そうした中、血管を内側から広げる「ステント型」の血栓回収専用カテーテルを脳血管に通し、先端の網目状の部分で血栓を絡め取って血流を再開させる血栓回収療法が新しい治療法として期待されている。
「発症から原則8時間以内であれば治療ができます。一般的にはtPAを点滴した後に行いますが、規定の時間を過ぎているなどの理由でtPAが使用できない場合は、すぐにこの治療を開始します。5~6割の人は退院後に自立した生活が可能です」と植田センター長。
一方で、カテーテルで脳血管を傷つけたり、壊死した細胞に血流が再開したりすると出血する恐れがあるため、細心の注意が必要だという。
▽普及に課題も
血栓回収療法にはカテーテルの細かい操作など高度な技術が必要なため、治療ができる医師は不足しており、普及に向けた課題となっている。病院や専門医の地域偏在も起きている。植田センター長は「24時間、365日対応するには、ある程度の数の専門医が必要です。専門医が少ない現状では、血栓回収療法を実施する病院を地域ごとに集約し、治療の適応になる患者をスムーズに搬送することが必要になるでしょう」と指摘する。

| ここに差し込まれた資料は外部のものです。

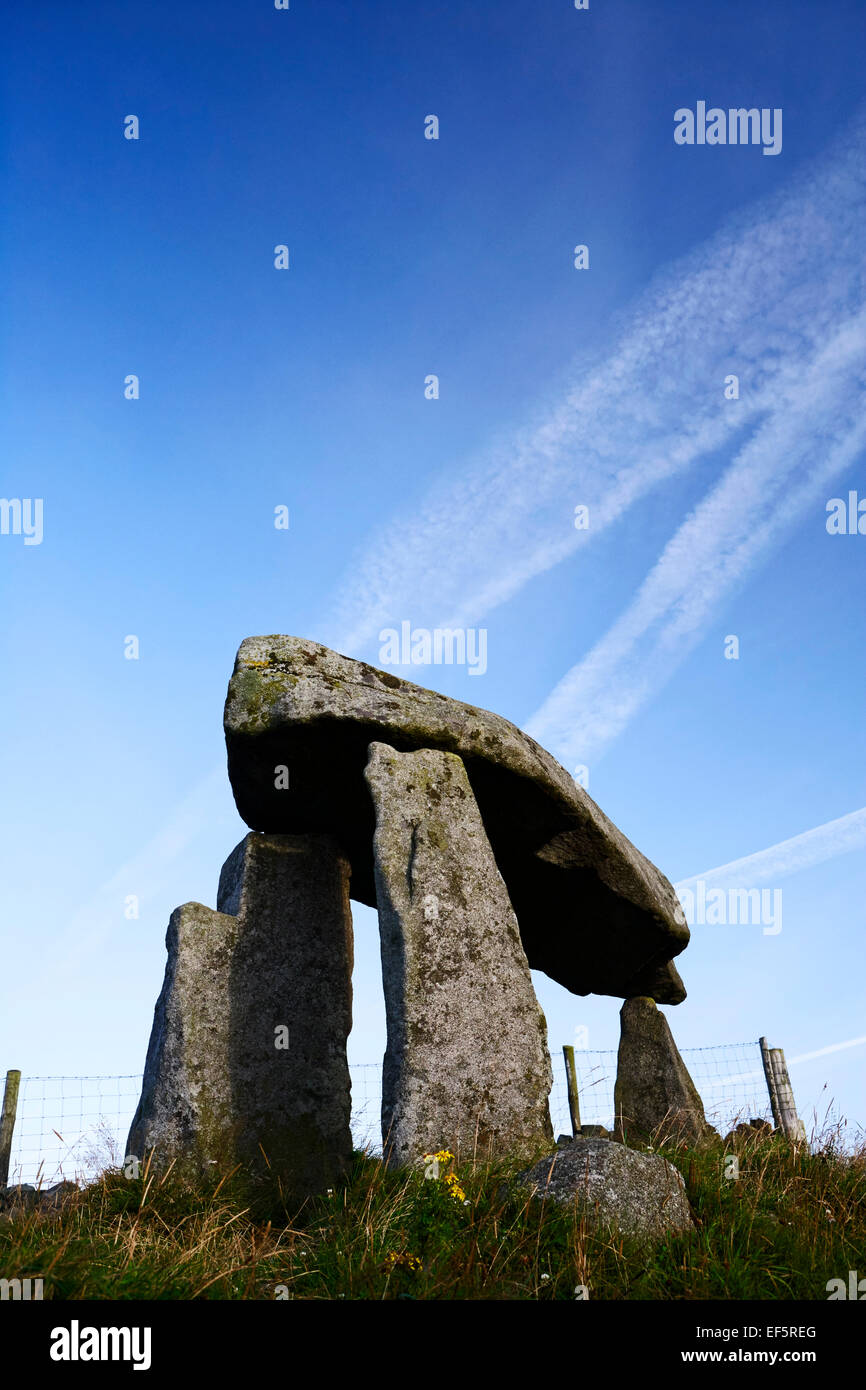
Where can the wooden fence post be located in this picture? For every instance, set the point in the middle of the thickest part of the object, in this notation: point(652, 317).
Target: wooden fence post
point(7, 1122)
point(572, 1082)
point(781, 1093)
point(791, 1123)
point(770, 1080)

2018年12月には「脳卒中・循環器病対策基本法」が成立し、患者の居住地域にかかわらず、適切な医療を受けられるようにすることが定められた。今後、各地域の病院数などに応じた救急搬送システムの構築が期待される。(メディカルトリビューン=時事)(記事の内容、医師の所属、肩書などは取材当時のものです)
(2019/07/03 16:30)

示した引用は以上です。